Immunoprecipitations (IP) were performed for 2 h while rocking at 4 °C using 400 μL of cell lysate added to a mixture of primary antibody and 10% antimouse IgG‐agarose beads (Sigma; Cat. #A6531) or 20% Protein A Sepharose™ CL‐4B beads (GE Healthcare, Chicago, IL, USA; Cat. #17–0780‐01). Following supernatant removal, beads were washed three times with 800 μL supplemented PLC buffer, and protein complexes were eluted in 2× SDS loading buffer and denatured at 100 °C for 10 min prior to separation via sodium dodecyl sulfate‐polyacrylamide gel electrophoresis (SDS/PAGE). WCLs were prepared for SDS/PAGE by diluting 80 μL in 20 μL of 5× SDS loading buffer (50% glycerol, 300 mm Tris, 10% SDS, and 25% 2‐mercaptoethanol) and boiling at 100 °C for 10 min. For immunoblotting, prepared samples were resolved on 8% or 10% SDS polyacrylamide gels and then transferred to polyvinylidene fluoride (PVDF) membranes (Millipore, Burlington, MA, USA; Cat. #IPVH00010).
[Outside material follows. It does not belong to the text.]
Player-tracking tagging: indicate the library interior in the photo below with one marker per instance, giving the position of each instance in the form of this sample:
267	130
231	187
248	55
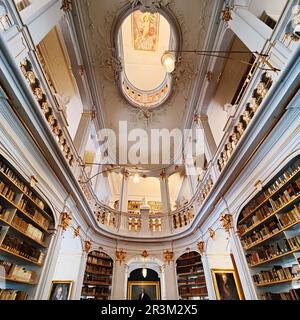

Membranes were blocked for 30 min in 1× tris‐buffered saline containing Tween 20 (TBST) (0.02 m Tris, 0.15 m NaCl, 0.5% Tween20) with 5% bovine serum albumin (BSA) and incubated with primary antibody at 4 °C. Following an overnight incubation period, membranes were washed three times for 8 min in 1× TBST and incubated with the corresponding secondary antibody for 1 h at room temperature. Membranes were then washed three times for 8 min with 1× TBST. Immunoblot detection was performed using ECL Western blotting substrate (Pierce, Biotechnology, Waltham, MA, USA; Cat. #32106) and imaged using the ChemiDoc™ XRS+ imaging system (Bio‐Rad Laboratories, Hercules, CA, USA).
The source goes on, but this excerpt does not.